CORAL GABLES, FL. State inspectors visiting Izakaya Restaurant on Aragon Avenue on April 22 found food coming from unapproved or unknown sources, meaning no one could trace where it came from or whether it had ever been inspected, and the restaurant kept serving.
That single finding was one of seven high-severity violations inspectors documented at the 159 Aragon Ave. location that day. Zero intermediate violations were recorded. Every citation was at the highest level of concern the state assigns.
The restaurant was not closed.
What Inspectors Found
Inspectors found that employees were not reporting symptoms of illness, a violation that sits at the center of most multi-victim foodborne outbreaks. They also documented inadequate handwashing by food employees, meaning the people preparing and handling food were not cleaning their hands properly between tasks.
Food contact surfaces, the cutting boards, prep tables, and utensils that touch every ingredient before it reaches a plate, were not properly cleaned or sanitized. Toxic chemicals were stored or labeled improperly near the food operation.
Izakaya's menu features raw and lightly cooked shellfish, which makes the shellfish traceability violation particularly pointed. Inspectors found inadequate shell stock identification and records, meaning the oysters or clams being served could not be traced to a certified harvester or a specific harvest date.
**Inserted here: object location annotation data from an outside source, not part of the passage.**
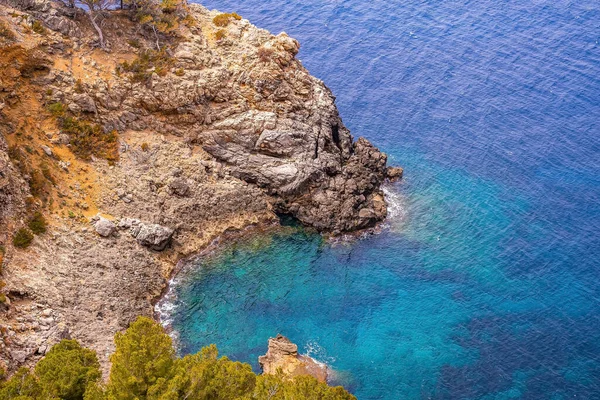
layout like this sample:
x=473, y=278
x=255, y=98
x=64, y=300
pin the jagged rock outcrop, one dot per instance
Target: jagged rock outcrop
x=265, y=118
x=282, y=355
x=233, y=130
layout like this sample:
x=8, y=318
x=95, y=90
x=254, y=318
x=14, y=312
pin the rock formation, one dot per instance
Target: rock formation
x=282, y=356
x=220, y=130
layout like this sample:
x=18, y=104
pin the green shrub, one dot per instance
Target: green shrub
x=67, y=370
x=147, y=63
x=220, y=34
x=134, y=43
x=22, y=238
x=37, y=223
x=38, y=28
x=86, y=139
x=23, y=385
x=225, y=18
x=79, y=86
x=144, y=366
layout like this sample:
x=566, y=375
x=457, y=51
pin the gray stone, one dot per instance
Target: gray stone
x=179, y=187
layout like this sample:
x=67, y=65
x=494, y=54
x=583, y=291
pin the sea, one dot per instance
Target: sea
x=484, y=283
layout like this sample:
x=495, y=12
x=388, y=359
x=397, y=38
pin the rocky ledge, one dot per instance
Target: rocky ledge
x=282, y=357
x=221, y=129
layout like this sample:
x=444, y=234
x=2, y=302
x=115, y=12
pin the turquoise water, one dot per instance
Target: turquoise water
x=484, y=283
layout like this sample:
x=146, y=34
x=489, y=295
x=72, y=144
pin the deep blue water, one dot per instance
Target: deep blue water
x=486, y=282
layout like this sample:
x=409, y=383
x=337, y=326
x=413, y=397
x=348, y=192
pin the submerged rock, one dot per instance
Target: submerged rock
x=283, y=355
x=394, y=173
x=154, y=236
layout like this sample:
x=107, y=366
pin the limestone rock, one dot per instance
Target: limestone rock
x=283, y=355
x=154, y=236
x=104, y=227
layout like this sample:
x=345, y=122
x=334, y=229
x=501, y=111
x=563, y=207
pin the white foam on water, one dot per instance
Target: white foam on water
x=314, y=350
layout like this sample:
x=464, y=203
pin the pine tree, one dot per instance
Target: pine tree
x=67, y=370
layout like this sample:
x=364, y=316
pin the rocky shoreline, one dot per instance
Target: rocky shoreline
x=231, y=132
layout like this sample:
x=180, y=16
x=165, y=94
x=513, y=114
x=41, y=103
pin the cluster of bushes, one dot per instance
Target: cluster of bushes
x=147, y=63
x=225, y=18
x=162, y=16
x=86, y=139
x=39, y=180
x=35, y=226
x=144, y=366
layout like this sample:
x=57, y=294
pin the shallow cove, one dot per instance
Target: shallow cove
x=485, y=283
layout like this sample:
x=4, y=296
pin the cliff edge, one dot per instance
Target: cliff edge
x=142, y=152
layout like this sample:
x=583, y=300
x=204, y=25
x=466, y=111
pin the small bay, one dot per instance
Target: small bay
x=483, y=283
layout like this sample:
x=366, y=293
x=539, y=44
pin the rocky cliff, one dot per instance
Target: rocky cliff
x=133, y=150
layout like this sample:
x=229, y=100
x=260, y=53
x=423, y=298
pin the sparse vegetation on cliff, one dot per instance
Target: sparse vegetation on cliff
x=144, y=366
x=86, y=138
x=147, y=63
x=5, y=32
x=37, y=223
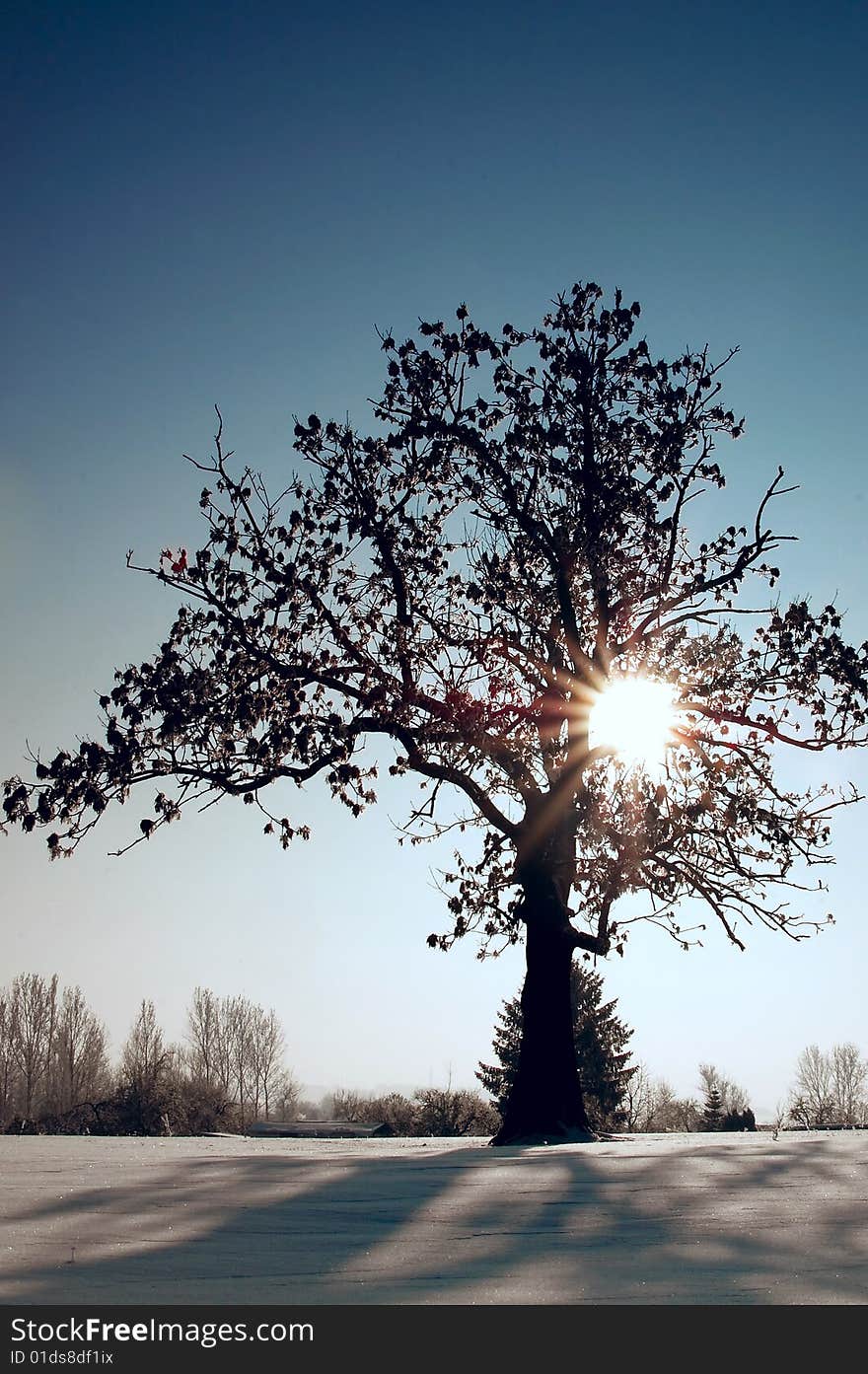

That record is the only tool available if a customer gets sick.
No person in charge was present or performing supervisory duties during the inspection.
What These Violations Mean
The food-from-unapproved-sources violation is not a paperwork problem. Food that enters a kitchen without passing through a licensed, inspected supplier has no documented chain of custody. If a customer becomes ill, investigators have no way to trace the ingredient back to its origin, identify a contaminated lot, or warn others who may have eaten the same food. Listeria, Salmonella, and E. coli have all been linked to uninspected food sources.
The illness-reporting failure compounds that risk directly. Food workers are legally required to report symptoms including vomiting, diarrhea, and jaundice to their supervisors before handling food. When that system breaks down, a single sick employee becomes a direct transmission route to every dish that leaves the kitchen. Norovirus, the virus responsible for the majority of foodborne illness outbreaks in restaurant settings, spreads most efficiently through exactly this mechanism.
Improper handwashing is the mechanism that connects sick employees to customers. It is also the mechanism that connects raw shellfish to a salad, or a chemical residue to a garnish. At a restaurant where handwashing was flagged as inadequate, every other violation becomes harder to contain.
The chemical storage violation adds a distinct category of risk. Cleaning agents and sanitizers stored near food or without proper labeling can contaminate ingredients through spills, mislabeling, or cross-contact. Unlike bacterial contamination, chemical poisoning can cause acute symptoms within minutes of ingestion.
The Longer Record
Izakaya Restaurant: Inspection Pattern, 2023-2026
April's inspection was not an anomaly. State records show Izakaya has accumulated 185 total violations across 25 inspections on record. In five of the eight most recent inspection cycles with documented findings, inspectors cited the restaurant for five or more high-severity violations in a single visit.
The pattern is consistent: a routine inspection turns up a cluster of high-severity violations, a follow-up inspection clears the record, and then the cycle repeats at the next routine visit. The October 2025 inspection found 5 high violations and 1 intermediate. A follow-up four days later found zero. The February 2025 visit found 5 high and 2 intermediate. The same sequence played out in October 2024, and again in March 2024.
The restaurant has never been emergency-closed in its inspection history. April 22, with seven high-severity violations including food from unknown sources and unreported employee illness, did not change that.
At the time of this report, Izakaya Restaurant on Aragon Avenue remained open for business.